The insurance options available on the marketplace are limited and are not very inclusive as to the providers available. Depending upon your income, the government may offer a subsidy in the form of a reduced premium, which is something a broker can assist you in determining.
Health Savings Accounts (HSAs)
You may have heard of health savings accounts, or HSAs. An HSA is not a health insurance plan but instead is an account held at a banking institution that allows you to set aside money to pay for qualified medical expenses such as deductibles, copayments, and some other expenses (but not premium costs). Funds deposited into an HSA account are pretax dollars and thus reduce your overall cost of health care. You may only contribute to an HSA if you have a high deductible health plan, which includes a plan obtained on the marketplace. When you are enrolling in a plan on the marketplace, you can determine if the plan is “HSA-eligible” or your broker can assist you in making that determination. In 2020, the threshold of an HDHP is a minimum deductible of $1,400 for an individual and $2,800 for a family. In 2020, the maximum contribution for an individual into an HSA will be $3,550, and the maximum contribution into an HSA for a family will be $7,100.

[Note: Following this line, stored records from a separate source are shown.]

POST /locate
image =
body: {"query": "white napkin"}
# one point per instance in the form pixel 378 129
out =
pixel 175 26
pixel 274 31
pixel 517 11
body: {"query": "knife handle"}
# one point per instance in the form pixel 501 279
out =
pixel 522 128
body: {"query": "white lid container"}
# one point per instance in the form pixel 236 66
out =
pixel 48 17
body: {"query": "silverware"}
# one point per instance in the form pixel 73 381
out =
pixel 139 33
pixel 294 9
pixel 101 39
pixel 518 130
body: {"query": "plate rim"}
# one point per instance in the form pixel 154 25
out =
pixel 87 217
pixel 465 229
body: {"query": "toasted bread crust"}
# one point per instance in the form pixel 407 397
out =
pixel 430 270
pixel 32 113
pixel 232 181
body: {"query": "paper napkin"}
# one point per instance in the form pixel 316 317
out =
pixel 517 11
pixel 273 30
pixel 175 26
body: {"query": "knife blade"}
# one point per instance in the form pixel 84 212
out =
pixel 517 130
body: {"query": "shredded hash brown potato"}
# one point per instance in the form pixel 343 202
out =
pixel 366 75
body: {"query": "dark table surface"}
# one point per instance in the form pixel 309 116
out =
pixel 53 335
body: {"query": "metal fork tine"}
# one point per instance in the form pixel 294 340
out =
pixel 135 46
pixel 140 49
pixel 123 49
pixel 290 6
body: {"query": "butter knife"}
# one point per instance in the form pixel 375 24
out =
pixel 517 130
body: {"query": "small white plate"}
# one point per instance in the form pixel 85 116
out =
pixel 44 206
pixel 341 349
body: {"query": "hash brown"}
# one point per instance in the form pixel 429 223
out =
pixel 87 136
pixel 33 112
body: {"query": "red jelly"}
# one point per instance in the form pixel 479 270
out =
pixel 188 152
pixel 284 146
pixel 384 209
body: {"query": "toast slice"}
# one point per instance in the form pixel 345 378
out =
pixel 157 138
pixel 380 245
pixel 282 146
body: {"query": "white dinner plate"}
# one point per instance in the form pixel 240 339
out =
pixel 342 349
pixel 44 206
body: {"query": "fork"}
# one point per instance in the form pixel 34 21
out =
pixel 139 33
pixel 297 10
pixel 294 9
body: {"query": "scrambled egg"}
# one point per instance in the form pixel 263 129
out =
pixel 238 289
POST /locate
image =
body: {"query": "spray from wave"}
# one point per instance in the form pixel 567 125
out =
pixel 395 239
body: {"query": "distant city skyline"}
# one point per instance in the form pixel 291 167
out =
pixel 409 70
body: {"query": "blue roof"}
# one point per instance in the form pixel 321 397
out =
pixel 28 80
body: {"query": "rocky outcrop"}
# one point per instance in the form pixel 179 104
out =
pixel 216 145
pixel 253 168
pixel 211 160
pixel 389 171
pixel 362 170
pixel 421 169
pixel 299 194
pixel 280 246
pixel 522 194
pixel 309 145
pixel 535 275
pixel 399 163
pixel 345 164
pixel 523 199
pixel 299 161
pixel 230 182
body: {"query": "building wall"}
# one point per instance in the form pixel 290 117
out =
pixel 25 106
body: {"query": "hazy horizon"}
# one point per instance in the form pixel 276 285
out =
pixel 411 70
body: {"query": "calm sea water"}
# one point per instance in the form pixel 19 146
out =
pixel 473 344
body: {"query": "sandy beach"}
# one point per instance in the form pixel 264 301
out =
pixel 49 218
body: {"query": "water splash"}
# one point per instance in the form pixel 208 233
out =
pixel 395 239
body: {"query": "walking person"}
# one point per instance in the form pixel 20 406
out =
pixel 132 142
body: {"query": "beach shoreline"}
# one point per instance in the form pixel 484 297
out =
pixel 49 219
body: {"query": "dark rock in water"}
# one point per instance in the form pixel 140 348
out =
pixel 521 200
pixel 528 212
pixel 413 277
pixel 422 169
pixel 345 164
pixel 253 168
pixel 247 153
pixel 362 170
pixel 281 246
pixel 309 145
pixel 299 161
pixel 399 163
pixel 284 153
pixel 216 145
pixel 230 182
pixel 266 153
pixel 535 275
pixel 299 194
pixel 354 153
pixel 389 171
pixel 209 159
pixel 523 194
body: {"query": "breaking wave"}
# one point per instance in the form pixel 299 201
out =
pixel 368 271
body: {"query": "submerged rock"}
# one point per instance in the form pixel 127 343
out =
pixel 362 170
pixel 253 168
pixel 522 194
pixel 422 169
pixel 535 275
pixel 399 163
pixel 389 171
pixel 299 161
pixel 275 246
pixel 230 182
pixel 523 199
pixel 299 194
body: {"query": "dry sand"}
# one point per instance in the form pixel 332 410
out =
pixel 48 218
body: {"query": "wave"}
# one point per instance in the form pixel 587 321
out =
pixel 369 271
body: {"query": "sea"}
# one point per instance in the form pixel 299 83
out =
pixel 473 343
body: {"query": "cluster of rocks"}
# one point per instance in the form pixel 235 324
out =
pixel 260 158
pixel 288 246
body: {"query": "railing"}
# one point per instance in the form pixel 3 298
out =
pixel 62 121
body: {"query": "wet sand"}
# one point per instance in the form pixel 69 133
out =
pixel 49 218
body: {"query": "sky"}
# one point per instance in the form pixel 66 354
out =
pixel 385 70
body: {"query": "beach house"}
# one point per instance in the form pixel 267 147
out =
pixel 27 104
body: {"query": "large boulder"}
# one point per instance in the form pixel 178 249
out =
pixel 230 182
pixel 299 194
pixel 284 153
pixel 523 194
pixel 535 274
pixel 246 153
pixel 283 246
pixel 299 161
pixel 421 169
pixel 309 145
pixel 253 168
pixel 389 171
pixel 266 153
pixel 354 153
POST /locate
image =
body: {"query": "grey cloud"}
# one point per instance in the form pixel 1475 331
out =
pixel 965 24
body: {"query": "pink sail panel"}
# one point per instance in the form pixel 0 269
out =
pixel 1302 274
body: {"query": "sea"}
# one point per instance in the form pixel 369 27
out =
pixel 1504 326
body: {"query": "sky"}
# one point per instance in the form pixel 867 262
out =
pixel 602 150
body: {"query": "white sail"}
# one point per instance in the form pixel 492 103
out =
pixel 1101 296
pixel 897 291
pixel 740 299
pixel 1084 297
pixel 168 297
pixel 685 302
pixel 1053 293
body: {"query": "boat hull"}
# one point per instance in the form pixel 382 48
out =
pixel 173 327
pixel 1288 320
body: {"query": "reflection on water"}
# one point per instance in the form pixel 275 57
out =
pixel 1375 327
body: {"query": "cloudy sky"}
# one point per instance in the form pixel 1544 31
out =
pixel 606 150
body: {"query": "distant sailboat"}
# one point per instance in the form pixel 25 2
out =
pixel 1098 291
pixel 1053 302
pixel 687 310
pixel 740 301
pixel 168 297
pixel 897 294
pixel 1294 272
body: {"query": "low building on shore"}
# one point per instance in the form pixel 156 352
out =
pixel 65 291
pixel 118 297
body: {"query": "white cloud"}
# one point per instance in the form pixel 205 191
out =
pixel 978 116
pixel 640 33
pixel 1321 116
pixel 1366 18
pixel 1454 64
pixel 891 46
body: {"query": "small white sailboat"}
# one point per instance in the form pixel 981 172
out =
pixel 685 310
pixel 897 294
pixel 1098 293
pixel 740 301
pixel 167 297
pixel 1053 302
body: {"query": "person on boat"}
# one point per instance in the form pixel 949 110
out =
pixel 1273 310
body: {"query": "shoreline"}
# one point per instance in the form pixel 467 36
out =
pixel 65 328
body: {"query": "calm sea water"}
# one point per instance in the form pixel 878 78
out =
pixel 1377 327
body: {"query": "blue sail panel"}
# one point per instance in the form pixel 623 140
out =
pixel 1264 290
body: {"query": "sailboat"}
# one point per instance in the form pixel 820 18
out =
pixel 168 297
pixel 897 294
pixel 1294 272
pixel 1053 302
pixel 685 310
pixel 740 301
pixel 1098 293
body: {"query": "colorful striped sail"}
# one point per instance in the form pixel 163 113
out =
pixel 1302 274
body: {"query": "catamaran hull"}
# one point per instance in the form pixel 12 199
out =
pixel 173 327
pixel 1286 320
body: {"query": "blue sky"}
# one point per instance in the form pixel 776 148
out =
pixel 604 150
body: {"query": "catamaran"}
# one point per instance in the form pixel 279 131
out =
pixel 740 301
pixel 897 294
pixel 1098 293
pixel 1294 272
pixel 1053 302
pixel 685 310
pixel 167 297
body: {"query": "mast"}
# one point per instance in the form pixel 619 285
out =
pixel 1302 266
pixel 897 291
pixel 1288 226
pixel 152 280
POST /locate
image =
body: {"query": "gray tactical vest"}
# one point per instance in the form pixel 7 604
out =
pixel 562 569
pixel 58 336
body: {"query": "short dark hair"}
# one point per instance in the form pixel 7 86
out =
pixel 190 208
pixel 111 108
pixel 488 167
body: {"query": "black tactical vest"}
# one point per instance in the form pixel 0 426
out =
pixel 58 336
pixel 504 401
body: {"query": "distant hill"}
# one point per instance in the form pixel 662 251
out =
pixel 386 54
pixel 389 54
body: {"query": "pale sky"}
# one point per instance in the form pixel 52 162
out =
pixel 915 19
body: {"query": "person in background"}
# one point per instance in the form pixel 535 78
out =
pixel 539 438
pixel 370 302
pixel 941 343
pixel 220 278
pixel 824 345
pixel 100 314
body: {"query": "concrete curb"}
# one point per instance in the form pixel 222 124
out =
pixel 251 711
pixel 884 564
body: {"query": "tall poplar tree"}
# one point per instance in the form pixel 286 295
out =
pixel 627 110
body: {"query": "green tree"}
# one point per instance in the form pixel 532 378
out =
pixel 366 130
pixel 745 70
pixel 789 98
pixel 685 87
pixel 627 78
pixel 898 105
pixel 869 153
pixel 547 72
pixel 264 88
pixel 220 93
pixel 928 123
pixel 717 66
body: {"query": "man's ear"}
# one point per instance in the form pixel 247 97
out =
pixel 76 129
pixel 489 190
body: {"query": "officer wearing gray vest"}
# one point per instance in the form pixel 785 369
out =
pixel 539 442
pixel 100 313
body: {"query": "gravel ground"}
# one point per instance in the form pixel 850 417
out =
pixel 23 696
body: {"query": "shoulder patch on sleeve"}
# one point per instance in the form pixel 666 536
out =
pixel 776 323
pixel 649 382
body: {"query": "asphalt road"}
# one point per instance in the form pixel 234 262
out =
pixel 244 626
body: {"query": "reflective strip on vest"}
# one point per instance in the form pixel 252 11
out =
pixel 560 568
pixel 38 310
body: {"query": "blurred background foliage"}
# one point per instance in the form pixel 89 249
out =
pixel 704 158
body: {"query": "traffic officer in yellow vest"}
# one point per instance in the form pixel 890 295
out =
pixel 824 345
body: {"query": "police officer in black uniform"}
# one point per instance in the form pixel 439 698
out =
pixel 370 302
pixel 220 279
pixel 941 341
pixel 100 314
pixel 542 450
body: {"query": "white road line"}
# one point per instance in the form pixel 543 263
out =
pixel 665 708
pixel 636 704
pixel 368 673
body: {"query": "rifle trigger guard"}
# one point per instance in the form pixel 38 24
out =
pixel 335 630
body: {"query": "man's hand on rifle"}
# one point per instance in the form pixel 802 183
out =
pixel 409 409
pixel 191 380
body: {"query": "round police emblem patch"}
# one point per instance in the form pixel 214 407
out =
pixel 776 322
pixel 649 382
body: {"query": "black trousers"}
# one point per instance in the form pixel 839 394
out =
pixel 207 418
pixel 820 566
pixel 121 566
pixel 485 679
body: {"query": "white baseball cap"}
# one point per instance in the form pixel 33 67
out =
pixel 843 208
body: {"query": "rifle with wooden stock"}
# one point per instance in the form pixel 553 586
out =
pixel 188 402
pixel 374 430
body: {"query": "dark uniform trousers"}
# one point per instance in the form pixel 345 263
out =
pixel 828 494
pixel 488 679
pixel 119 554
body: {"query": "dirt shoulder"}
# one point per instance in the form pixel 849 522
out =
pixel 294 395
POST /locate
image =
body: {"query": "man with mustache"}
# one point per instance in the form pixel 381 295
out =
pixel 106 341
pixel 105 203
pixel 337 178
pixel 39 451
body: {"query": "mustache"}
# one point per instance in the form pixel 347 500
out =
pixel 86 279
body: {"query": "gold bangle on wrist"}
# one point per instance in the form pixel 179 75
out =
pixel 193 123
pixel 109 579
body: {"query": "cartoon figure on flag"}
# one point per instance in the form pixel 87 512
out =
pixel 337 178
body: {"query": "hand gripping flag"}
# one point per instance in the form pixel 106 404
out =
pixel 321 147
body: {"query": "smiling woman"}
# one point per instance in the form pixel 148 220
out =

If you or your spouse has an HSA, the funds in the account are likely marital funds, and therefore the account is subject to distribution just as any other asset. However, if funds in an HSA are going to be distributed to the other spouse, the funds must be transferred into another HSA in the name of the receiving spouse in order to avoid tax consequences, which could occur if the funds are no longer used for qualified medical expenses. It may be necessary to ask a qualified accountant if there is any consequence if the dissolution of marriage is accomplished in the middle of a year, thereby impacting the allowable maximum contribution when a person’s status transitions from family to individual in the middle of a year. This may impact how the funds are distributed into the new HSA as well.
The complexity of identifying the best insurance options available for you is not something that you should ignore or determine at the end of your divorce case. The cost of the insurance policy can make a large difference in your support needs either in the cost of your monthly premium or in factoring your cost for medical services. No matter the insurance you select, it is important to ensure continuity of coverage so that there is no gap in coverage when you change policies.